De l'école de la réussite par le mérite à celle de l'échec par l'indifférence

Tant pis, je sais que je risque « l’excommunication » comme chaque fois que l’on s’attaque aux idées reçues et plus encore quand on tente d’écrire sur celles et ceux qui sont réputés être vos « amis » mais je me lance. C’est en effet le plus dur ! J’ai durement payé (une exclusion et 2 passages devant la commission des conflits en 82 et en 86 !) pour avoir essayé d’être « atypique » dans un monde socialiste normalisé. Je m’en suis remis, mais là, si je me mets à parler de certains enseignants, je risque gros… même si, à mon âge, mon avenir social est aussi limité que mon « ambition personnelle » : nul ! J’y vais !

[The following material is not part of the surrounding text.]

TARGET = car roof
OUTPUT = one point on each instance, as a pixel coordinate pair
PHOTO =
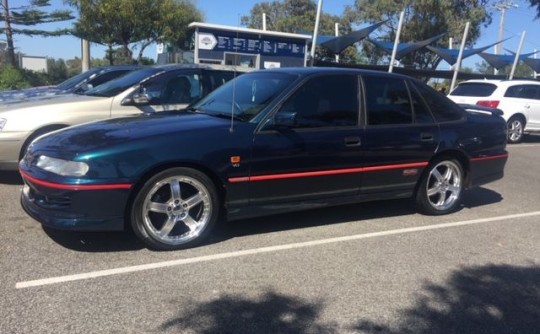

L’école irait mal en France… et chacun y va de son constat, de ses statistiques, de ses classements, de ses interprétations sur des évolutions détachées de leur contexte. Ils n’ont en effet aucun sens si on ne replace pas le système scolaire dans le contexte social présent, et qu’on le compare avec celui de la fin du XXème siècle. Durant un siècle, après que Jules Ferry ait lancé l’instruction publique, rien ne venait interférer dans la sphère des apprentissages du savoir. Sauf a appartenir à la classe intellectuellement la plus évoluée, pas une seule des facettes de la construction personnelle n’échappait à l’école. Il était alors très facile pour un instituteur d’apparaître comme un « maître » et d’imposer son magistère à une classe pas plus douée intellectuellement que celle qui existe actuellement. Sans passage à la communale, pas d’avenir meilleur matériellement… et surtout pas d’entrée réelle dans ce monde où lecture, écriture, calcul, sciences, histoire, géographie permettaient d’exister vis à vis des autres. Ainsi, dans les années 30, seulement un peu moins de la moitié d’une classe d’âge obtenait le certificat d’études primaires ; et le taux de réussite au baccalauréat (par rapport au nombre de candidats présentés) a connu une remarquable stabilité depuis le début du siècle, de l’ordre de 60 %. Le nombre de candidats était cependant sans commune mesure avec la réalité actuelle. Forcément, comparer des taux ne rime absolument à rien !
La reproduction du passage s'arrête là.